Bato chokes back tears, bids police officers farewell
Outgoing Philippine National Police Director General Ronald “Bato” dela Rosa on Monday choked back tears as he bade policemen goodbye during his final flag-raising ceremony at the PNP headquarters in Camp Crame.
Dela Rosa thanked his men for working closely with the Duterte administration’s war on drugs and apologized to them if they thought he fell short of expectations.
“The commitment of the PNP in the illegal drugs campaign does not end with the retirement of Ronald ‘Bato’ dela Rosa. Rather, we can expect more results-oriented operations … under a new leadership that would infuse new blood into the campaign,” he said in a brief speech.
Dela Rosa was the chief implementer of the President’s crackdown on illegal drugs, which has claimed the lives of thousands of drug suspects but has failed to haul drug lords to jail.
As he wound down his 21-month tenure as PNP chief, Dela Rosa said 19,086 drug offenders had been arrested in 12,032 operations nationwide from December last year until April 13.
He said he would ask his successor, National Capital Region Police Office (NCRPO) Director Oscar Albayalde, to continue the war on drugs and the internal cleansing in the PNP.
Albayalde will formally replace Dela Rosa on April 18.
President Rodrigo Duterte had earlier appointed Dela Rosa head of the Bureau of Corrections. The agency oversees the National Bilibid Prison, which Mr. Duterte has said is a haven of drug traders.

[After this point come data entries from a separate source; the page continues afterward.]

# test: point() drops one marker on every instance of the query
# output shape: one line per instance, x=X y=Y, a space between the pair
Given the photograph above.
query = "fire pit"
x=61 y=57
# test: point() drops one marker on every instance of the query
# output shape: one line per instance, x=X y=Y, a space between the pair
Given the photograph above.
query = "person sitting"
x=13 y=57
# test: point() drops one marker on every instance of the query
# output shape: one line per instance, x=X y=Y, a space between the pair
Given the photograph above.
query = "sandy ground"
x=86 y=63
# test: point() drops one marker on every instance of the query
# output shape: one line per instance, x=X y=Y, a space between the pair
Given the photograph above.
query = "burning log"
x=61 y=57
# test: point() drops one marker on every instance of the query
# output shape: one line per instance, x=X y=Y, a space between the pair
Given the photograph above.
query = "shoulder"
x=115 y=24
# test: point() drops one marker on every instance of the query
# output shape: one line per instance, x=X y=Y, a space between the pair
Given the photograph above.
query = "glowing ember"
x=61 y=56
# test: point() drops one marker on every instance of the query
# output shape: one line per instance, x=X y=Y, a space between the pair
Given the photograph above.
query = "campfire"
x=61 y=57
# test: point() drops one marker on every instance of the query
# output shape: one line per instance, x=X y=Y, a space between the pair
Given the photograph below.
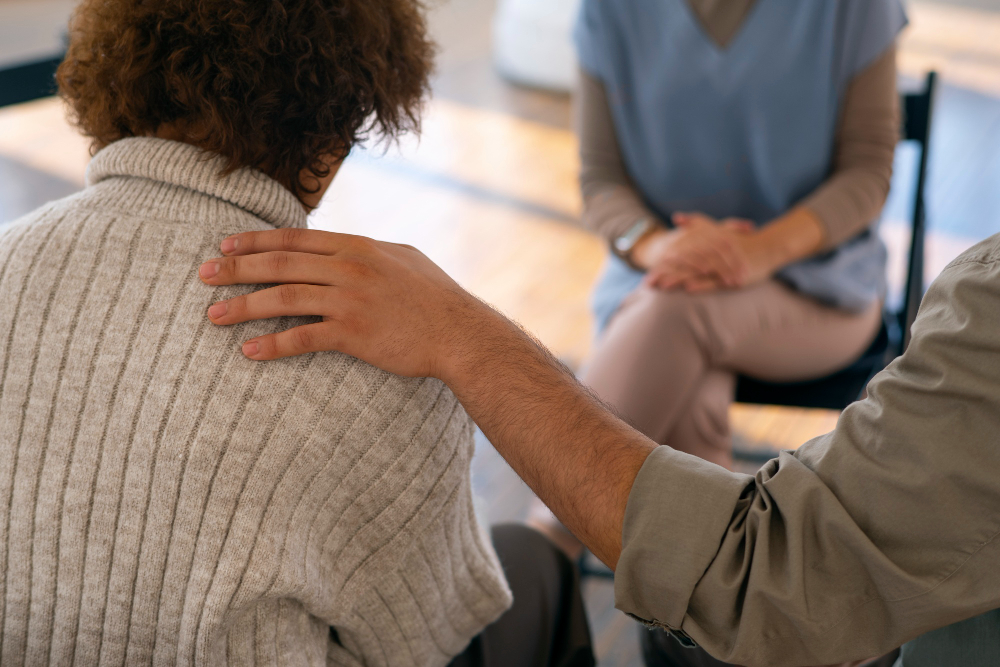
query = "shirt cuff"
x=678 y=512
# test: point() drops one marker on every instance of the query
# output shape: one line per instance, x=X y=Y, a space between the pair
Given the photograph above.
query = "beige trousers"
x=668 y=360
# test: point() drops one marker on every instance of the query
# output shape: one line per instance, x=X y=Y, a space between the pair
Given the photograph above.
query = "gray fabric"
x=547 y=625
x=164 y=500
x=862 y=539
x=971 y=643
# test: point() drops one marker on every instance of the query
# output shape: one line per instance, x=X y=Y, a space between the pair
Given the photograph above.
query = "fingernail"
x=218 y=310
x=209 y=270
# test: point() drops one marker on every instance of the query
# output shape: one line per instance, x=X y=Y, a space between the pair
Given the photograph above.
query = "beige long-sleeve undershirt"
x=846 y=203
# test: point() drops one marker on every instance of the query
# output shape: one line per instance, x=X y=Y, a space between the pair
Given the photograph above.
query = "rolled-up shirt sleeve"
x=862 y=539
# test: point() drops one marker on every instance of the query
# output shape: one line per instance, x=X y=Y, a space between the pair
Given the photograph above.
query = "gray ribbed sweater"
x=164 y=500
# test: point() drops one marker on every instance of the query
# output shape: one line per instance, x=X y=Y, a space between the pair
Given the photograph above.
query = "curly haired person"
x=163 y=499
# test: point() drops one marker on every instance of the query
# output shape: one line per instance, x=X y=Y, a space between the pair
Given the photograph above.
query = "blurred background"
x=489 y=190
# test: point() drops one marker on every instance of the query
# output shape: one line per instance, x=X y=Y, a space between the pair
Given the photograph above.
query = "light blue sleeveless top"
x=744 y=131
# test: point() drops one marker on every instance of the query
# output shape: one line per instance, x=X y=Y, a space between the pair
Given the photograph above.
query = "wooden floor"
x=489 y=192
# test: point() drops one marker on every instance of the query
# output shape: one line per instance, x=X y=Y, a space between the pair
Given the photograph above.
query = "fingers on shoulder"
x=318 y=337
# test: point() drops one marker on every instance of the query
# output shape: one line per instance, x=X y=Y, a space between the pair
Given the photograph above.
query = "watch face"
x=624 y=243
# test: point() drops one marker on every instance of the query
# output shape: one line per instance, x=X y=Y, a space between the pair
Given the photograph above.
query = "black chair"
x=29 y=81
x=837 y=391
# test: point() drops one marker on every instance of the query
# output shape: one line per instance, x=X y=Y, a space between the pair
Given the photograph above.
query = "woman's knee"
x=669 y=314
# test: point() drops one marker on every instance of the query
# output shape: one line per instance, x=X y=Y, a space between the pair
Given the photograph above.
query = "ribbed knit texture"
x=164 y=500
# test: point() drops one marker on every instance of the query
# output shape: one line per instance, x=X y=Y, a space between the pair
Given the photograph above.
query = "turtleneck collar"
x=186 y=166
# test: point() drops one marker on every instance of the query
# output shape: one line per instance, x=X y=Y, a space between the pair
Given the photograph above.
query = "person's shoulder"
x=986 y=253
x=380 y=405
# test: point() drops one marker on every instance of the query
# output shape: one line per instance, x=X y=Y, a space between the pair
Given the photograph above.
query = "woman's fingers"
x=281 y=301
x=269 y=267
x=307 y=338
x=288 y=240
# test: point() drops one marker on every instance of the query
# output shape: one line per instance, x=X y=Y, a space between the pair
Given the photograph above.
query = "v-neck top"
x=721 y=19
x=747 y=130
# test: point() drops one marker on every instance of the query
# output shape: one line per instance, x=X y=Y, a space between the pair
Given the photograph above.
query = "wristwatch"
x=623 y=245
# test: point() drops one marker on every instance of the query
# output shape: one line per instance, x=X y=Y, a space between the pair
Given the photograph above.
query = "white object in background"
x=533 y=42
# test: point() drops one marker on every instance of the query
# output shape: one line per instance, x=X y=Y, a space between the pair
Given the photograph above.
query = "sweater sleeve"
x=611 y=204
x=446 y=590
x=852 y=197
x=862 y=539
x=437 y=583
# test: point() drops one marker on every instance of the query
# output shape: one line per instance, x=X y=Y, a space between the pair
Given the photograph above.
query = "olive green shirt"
x=864 y=538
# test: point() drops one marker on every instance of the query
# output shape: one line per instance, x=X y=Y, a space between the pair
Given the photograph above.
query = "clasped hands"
x=702 y=254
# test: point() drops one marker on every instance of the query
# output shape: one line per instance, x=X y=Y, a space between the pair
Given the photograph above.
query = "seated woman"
x=163 y=499
x=736 y=155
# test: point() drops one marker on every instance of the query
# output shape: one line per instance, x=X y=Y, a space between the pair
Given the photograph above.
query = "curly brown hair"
x=277 y=85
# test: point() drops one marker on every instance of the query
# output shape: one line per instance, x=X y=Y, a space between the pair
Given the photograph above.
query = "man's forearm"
x=578 y=457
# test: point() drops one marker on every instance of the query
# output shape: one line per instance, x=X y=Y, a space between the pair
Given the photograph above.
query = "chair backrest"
x=917 y=115
x=27 y=82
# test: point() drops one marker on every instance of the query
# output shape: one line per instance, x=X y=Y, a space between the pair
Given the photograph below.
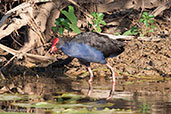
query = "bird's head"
x=54 y=45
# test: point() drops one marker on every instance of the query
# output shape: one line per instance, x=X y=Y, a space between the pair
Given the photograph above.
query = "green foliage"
x=97 y=21
x=146 y=21
x=61 y=24
x=69 y=23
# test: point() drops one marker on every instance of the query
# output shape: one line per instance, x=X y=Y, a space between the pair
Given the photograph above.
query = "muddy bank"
x=140 y=58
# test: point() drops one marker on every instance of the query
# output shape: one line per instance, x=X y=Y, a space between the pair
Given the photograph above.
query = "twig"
x=3 y=77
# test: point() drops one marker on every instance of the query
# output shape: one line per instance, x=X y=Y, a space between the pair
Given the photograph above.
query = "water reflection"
x=133 y=98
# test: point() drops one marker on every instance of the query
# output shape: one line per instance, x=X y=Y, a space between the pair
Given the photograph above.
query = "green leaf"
x=151 y=30
x=141 y=20
x=141 y=35
x=70 y=15
x=146 y=23
x=116 y=33
x=151 y=16
x=132 y=31
x=54 y=29
x=145 y=15
x=61 y=30
x=72 y=18
x=75 y=28
x=100 y=16
x=93 y=14
x=98 y=29
x=153 y=26
x=57 y=22
x=103 y=22
x=151 y=21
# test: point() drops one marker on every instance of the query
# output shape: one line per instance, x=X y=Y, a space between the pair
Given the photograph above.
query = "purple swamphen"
x=90 y=47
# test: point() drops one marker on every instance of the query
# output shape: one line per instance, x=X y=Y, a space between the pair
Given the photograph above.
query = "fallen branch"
x=122 y=37
x=161 y=8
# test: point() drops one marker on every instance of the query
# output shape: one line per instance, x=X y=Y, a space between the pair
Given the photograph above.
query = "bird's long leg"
x=113 y=82
x=90 y=81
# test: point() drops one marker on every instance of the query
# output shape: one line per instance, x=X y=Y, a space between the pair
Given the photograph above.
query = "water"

Dela Rosa said at a press conference on Monday that the “lowest point” of his term as PNP chief was the murder of Korean national Jee Ick-joo, who was kidnapped in October 2016 and killed right inside Camp Crame by rogue cops detailed to the PNP’s Anti-Illegal Drugs Group.
Chief’s low point
Another low point, he said, was having to attend a Senate investigation of the war on drugs and of the extrajudicial killings that critics had accused the police of committing.
He said that one was “defenseless” in front of senators.
“You cannot talk back, that’s why I had to [keep my emotions] to myself until I just cried because I felt so bad,” he said.
Dela Rosa told the police force that “it was up to them” to judge whether he was a “good or bad father of the organization.”
“Again and again I will say, I am very proud to have been your chief PNP,” he said.